How many terms of the AP 63, 60, 57, 54, ... must be taken so that their sum is 693? Explain the double answer.

Solution:

The given AP is 63, 60, 57, 54, ... .

Here, a = 63 and d = 60 − 63 = −3

Let the required number of terms be n.

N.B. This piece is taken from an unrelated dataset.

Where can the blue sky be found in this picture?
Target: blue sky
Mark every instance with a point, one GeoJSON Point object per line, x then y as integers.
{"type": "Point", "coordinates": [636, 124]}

Then,

$S_{n}=693$

$\Rightarrow \frac{n}{2}[2 \times 63+(n-1) \times(-3)]=693 \quad\left\{S_{n}=\frac{n}{2}[2 a+(n-1) d]\right\}$

$\Rightarrow \frac{n}{2}(126-3 n+3)=693$

$\Rightarrow n(129-3 n)=1386$

$\Rightarrow 3 n^{2}-129 n+1386=0$

$\Rightarrow 3 n^{2}-66 n-63 n+1386=0$

$\Rightarrow 3 n(n-22)-63(n-22)=0$

$\Rightarrow(n-22)(3 n-63)=0$

$\Rightarrow n-22=0$ or $3 n-63=0$

$\Rightarrow n=22$ or $n=21$

So, the sum of 21 terms as well as that of 22 terms is 693. This is because the 22nd term of the AP is 0.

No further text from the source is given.